THE TRON MOVES OUT
Historic Edinburgh congregation in new sphere
The Royal Mile has seen many processions, tragic and gay; but the procession of elders and ministers of the Tron Kirk on 21st September was probably unique. It left the kirk which had been closed as the place of worship of the congregation after more than three hundred years of history, and carried Bible, Communion vessels and Baptismal laver – the silent witnesses of the Faith through many generations – to the High Kirk of St Giles, from which, in 1647 the congregation had come.
On the Sunday following, the same procession entered the newly-built church at Moredun, standing in its new community in the outskirts of the Capital near Craigmillar Castle. The Tron had found its new home.
Considerable discussion and controversy has centred round this end and new beginning. It was no light decision to take; but in its essence it typifies what the Church as a whole is being called to do to-day in many places and in varying circumstances; it is having to go out again to where the people are; it is having to begin again with them in their new homes and communities; it is having to lay down a traditional life and find a new one.
What of the historic building left behind – built to the order of Charles I for the congregation of the south-east parish of Edinburgh, then worshipping in part of St Giles? It would indeed be tragic if the Church Of Scotland could find no good and proper use for it, standing at one of the centres of the Capital’s life, with a great business population around its doors. It may no longer be suitable as the place of worship of a small and scattered congregation; but it remains a strategic point in Christian witness. It should not be impossible for our Presbyterian system, too closely bound as it is to a single uniform pattern of Church life, to turn necessity to gain and find a new usefulness for such a building in a week-day ministry to the ‘unattached’ who do not set aside Sunday for the purposes for which it has been ordained.
That is, however, a separate story now.
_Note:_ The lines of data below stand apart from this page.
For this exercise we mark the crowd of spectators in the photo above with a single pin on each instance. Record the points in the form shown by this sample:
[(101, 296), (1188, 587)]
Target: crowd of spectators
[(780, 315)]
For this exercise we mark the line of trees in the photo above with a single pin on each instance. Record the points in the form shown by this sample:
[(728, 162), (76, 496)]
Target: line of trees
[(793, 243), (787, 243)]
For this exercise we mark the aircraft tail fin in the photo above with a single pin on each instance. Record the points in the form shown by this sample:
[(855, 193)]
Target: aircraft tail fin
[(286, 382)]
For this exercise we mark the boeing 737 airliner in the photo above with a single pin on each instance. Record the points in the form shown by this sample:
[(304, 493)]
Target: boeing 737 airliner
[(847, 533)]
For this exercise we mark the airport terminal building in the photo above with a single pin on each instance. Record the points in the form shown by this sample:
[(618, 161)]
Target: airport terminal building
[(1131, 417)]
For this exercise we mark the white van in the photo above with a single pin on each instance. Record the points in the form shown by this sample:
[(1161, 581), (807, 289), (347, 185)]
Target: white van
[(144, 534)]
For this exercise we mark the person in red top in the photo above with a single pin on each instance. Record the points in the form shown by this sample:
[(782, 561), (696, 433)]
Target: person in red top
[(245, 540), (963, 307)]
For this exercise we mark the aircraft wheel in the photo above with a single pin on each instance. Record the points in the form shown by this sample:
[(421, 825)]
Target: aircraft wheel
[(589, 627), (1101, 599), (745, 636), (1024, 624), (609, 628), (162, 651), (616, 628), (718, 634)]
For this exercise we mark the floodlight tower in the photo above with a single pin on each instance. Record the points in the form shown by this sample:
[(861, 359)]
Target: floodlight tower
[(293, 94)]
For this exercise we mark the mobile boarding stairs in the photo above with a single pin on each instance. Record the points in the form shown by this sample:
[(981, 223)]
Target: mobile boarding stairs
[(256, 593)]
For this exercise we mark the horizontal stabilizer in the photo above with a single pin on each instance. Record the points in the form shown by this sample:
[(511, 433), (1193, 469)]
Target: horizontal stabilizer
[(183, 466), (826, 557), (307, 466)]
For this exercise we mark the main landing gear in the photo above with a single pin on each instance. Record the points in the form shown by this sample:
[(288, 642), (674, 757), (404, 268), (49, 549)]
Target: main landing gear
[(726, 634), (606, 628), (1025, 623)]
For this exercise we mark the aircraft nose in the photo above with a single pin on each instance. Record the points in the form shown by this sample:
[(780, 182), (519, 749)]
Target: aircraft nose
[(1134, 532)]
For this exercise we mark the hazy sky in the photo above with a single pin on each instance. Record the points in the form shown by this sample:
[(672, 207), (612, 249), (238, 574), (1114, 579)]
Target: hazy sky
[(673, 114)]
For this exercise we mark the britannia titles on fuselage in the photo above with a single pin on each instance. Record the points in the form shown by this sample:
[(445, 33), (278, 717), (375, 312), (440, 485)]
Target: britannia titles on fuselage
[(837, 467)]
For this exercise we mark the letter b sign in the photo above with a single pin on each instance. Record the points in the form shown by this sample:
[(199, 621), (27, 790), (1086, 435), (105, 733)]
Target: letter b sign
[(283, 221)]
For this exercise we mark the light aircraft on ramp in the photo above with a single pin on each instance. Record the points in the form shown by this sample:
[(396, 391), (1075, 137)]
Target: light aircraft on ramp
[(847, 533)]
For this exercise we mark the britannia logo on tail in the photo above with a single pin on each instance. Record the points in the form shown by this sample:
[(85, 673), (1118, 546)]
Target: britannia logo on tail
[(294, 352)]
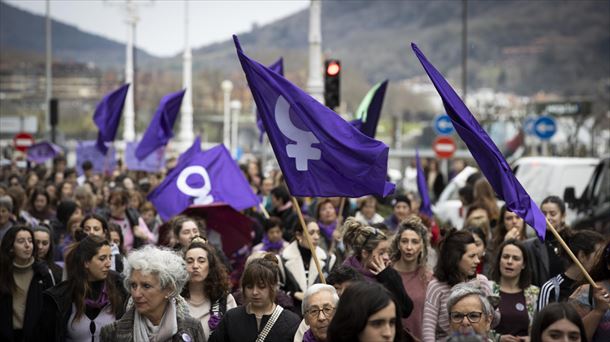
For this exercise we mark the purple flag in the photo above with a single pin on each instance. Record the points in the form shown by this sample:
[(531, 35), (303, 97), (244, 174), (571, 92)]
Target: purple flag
[(108, 115), (320, 154), (369, 110), (154, 162), (278, 67), (161, 127), (490, 160), (206, 177), (191, 151), (42, 151), (422, 187)]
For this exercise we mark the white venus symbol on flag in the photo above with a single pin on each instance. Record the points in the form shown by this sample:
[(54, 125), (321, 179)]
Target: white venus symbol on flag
[(302, 151), (202, 195)]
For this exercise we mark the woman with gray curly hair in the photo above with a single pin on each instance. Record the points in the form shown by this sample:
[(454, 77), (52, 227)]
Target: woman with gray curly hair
[(156, 311)]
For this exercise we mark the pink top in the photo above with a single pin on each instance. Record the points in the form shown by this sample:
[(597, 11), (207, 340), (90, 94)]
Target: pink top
[(415, 284)]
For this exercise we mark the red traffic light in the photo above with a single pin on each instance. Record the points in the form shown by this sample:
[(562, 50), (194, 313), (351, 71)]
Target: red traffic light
[(333, 68)]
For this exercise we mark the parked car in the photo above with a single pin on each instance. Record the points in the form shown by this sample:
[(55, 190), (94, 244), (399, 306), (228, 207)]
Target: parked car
[(545, 176), (593, 205)]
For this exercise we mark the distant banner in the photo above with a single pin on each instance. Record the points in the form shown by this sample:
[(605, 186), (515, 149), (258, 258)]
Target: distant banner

For the Tron at Moredun the future is in new surroundings, amongst people who are beginning again – very many of them, by all the evidence, eager to begin again with the Kirk and to see their children’s feet set in ‘the way of life’.
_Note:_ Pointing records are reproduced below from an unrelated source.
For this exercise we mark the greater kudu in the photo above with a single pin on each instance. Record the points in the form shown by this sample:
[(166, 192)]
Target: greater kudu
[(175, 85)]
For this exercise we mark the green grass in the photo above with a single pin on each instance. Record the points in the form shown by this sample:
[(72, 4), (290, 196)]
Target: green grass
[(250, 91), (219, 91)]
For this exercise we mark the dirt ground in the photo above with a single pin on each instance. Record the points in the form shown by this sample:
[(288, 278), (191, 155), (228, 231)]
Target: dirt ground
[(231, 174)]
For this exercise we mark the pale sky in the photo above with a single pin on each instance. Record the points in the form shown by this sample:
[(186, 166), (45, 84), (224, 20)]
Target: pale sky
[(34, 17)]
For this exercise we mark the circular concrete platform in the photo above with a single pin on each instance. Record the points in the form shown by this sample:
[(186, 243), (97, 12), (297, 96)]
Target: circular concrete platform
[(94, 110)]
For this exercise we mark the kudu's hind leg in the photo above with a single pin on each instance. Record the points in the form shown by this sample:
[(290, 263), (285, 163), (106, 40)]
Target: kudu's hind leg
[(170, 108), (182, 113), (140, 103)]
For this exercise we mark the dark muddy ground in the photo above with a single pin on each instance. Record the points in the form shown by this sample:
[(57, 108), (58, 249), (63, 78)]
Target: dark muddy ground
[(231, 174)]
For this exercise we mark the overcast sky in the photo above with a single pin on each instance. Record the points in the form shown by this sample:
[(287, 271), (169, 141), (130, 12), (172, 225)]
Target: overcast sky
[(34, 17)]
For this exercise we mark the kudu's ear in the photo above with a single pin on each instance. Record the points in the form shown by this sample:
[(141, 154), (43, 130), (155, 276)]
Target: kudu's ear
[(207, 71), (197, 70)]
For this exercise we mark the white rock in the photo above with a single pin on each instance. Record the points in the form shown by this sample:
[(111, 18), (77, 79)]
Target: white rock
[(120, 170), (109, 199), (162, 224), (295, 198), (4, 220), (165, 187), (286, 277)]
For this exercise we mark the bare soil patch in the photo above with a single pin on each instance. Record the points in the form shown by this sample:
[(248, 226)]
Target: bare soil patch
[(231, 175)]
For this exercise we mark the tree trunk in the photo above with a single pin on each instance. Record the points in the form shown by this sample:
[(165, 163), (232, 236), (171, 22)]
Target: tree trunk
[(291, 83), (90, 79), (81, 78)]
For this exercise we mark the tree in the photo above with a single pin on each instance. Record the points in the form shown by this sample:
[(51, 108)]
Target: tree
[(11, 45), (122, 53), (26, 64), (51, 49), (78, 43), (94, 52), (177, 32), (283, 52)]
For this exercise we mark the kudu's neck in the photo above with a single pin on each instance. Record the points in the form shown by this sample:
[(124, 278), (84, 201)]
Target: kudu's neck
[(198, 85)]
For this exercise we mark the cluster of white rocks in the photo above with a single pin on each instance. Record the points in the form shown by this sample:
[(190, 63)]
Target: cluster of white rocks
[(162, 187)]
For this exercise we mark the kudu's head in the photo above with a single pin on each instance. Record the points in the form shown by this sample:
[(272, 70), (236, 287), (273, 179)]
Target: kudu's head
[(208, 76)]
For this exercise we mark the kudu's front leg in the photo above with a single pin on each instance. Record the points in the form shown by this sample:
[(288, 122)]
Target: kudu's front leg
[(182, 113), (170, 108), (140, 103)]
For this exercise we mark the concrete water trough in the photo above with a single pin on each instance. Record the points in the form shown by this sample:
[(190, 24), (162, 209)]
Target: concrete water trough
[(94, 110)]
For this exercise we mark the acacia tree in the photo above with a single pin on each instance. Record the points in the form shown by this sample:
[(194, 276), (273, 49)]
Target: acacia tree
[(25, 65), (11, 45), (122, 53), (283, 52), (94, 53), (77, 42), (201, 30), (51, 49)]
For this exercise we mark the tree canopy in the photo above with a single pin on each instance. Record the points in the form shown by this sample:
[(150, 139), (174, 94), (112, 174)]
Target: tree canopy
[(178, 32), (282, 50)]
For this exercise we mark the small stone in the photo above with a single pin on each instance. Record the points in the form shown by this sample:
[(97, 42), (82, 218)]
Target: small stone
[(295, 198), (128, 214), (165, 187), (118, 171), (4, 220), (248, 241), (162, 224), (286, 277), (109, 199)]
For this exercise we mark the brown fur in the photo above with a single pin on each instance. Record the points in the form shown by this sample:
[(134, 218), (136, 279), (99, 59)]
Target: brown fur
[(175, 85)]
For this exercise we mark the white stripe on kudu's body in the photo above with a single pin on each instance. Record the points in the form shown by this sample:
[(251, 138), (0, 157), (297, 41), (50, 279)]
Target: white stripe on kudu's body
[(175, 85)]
The three-hundred-year-old Baptismal laver will be both old and new as it ministers the Sacrament of Christ’s ingatherings of His family; and the ancient Cups will make yet another generation one in Him.
The new building was dedicated by the Rt Rev George Johnstone Jeffrey, Moderator of the General Assembly; and associated with him were Dr George S. Gunn, Moderator of the Presbytery of Edinburgh, Dr Irvine Pirie, Clerk to the Presbytery, the Rev Horace Walker of the Home Board, the Rev George A. Henderson, interim minister, and the Rev W Ian Ireland, minister of the parish.